Music: The road to ruin

Other Christian bands following U2's sad fall from faith | Arsenio Orteza

During the '80s, the idealistic young rock band known as U2 designed the mold in which all subsequent idealistic young rock bands seem to have been cast. First, such a band goes through an energetic, callow period during which it captures the attention of the kids. Second, the band enters the period during which it grabs a hit single, some headlines for having said or done something provocative, and the attention of the kids' older siblings.
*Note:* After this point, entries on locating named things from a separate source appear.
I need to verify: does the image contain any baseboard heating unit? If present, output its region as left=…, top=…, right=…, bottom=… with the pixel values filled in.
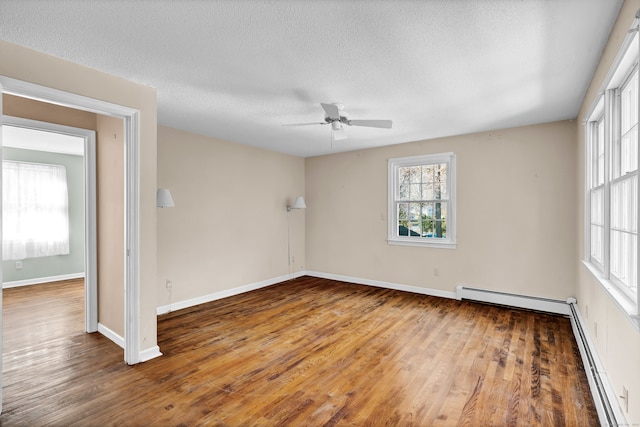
left=456, top=285, right=573, bottom=316
left=456, top=285, right=626, bottom=426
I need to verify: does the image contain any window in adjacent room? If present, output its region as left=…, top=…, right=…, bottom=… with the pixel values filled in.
left=2, top=160, right=69, bottom=260
left=585, top=25, right=639, bottom=315
left=388, top=153, right=455, bottom=248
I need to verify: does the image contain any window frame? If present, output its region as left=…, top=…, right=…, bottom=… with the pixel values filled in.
left=387, top=152, right=456, bottom=249
left=582, top=25, right=640, bottom=329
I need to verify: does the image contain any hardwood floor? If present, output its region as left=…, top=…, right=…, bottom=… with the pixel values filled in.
left=0, top=277, right=598, bottom=426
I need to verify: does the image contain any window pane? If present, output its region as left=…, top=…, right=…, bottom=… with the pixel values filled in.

Third, the band scores more hits, sells millions of albums, appears on the covers of magazines-inside which they hold forth on social issues-and has those parents who are concerned with "relating" to their children remarking, "You know, that group isn't just screaming and noise; they really have something to say." Fourth, and finally, comes the cynical phase, out of which the former idealists-disillusioned by their inability to bring about world peace-express contempt for the impersonal, repressive democracies of the West, as if the millions who buy their music were aborigines. Somehow, the impersonal, repressed Westerners fail to notice and continue to keep their heroes in caviar, fine hotels, and private jets, where the rockers behave like aborigines as a show of oneness with their fans. Such a band will at best eventually harden into something like the Rolling Stones; at worst, they'll die young. What this scenario has to do with the Cranberries and King's X is that both bands currently find themselves somewhere between stages three and four. Dakoda Motor Co., on the other hand, having just begun stage one, may yet avert disaster.